Starring: Arkadiusz Jakubik, Bartłomiej Topa, Marian Dziędziel, Eryk Lubos
Directed by: Wojciech Smarzowski
Rating: ★★★★☆
Despite the frequent cases of corruption among traffic cops reported in local newspapers, Wojciech Smarzowski hasn’t tarred all Polish police with the same brush in his latest feature. Drogówka (Traffic Department, 2013) is a group portrait covering seven days in the lives of seven policemen, each of whom embody one of the seven deadly sins.
The vices of individuals, however, hardly stand out in Smarzowski’s depraved world, peppered with references to bunga bunga parties and football match-fixing scandals. In addition, as the director himself explains, Traffic Department is also a movie about: “the stupidity of drivers, the absurdities of the highway code, traffic jams, motorways and the reality of potholed roads.”
Smarzowski and his trusted editor, Paweł Laskowski, took great care to assemble a mixture of low-fidelity, real-life footage from camera cars and mobile phones. The jump cuts in the movie show that his visual style has become more nonchalant through the years.

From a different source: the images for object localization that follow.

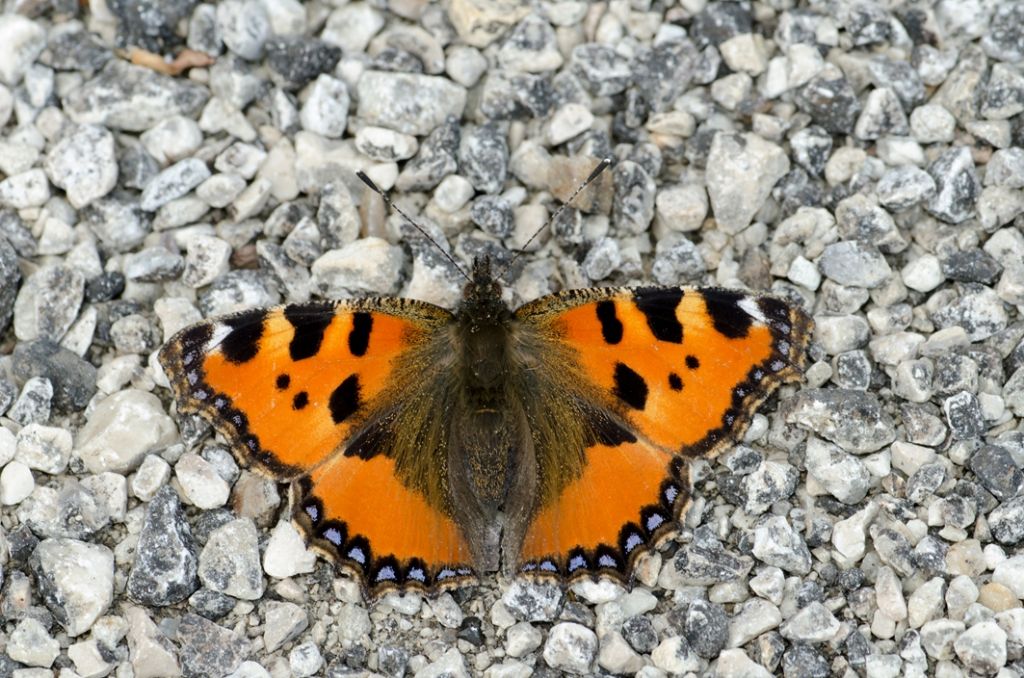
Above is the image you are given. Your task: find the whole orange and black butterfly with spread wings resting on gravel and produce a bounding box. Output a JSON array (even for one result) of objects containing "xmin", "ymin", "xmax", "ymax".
[{"xmin": 159, "ymin": 171, "xmax": 810, "ymax": 597}]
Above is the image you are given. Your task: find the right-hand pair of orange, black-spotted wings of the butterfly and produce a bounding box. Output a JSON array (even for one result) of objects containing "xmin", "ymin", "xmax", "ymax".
[{"xmin": 516, "ymin": 288, "xmax": 810, "ymax": 580}]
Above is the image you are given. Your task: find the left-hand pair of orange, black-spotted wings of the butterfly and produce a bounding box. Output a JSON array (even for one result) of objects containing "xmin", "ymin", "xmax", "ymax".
[{"xmin": 160, "ymin": 299, "xmax": 472, "ymax": 593}]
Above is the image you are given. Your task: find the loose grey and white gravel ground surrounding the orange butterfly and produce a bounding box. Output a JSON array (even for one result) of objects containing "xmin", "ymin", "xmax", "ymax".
[{"xmin": 0, "ymin": 0, "xmax": 1024, "ymax": 678}]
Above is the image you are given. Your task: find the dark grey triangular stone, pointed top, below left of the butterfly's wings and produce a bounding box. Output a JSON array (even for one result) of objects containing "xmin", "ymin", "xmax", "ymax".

The school trip-like bus journey taken by the inebriated policemen clearly evokes the wedding bacchanal of guzzling guests from Smarzowski’s first hit, Wesele (The Wedding, 2004). This time around, the Polish cinéaste proved to be more restrained, at least when dealing with funerals scenes. As usual, his characters are simultaneously repulsive and genuinely charismatic. Smarzowski’s triumph is that the grotesquery is never merely descriptive, but revealed dynamically in the plot.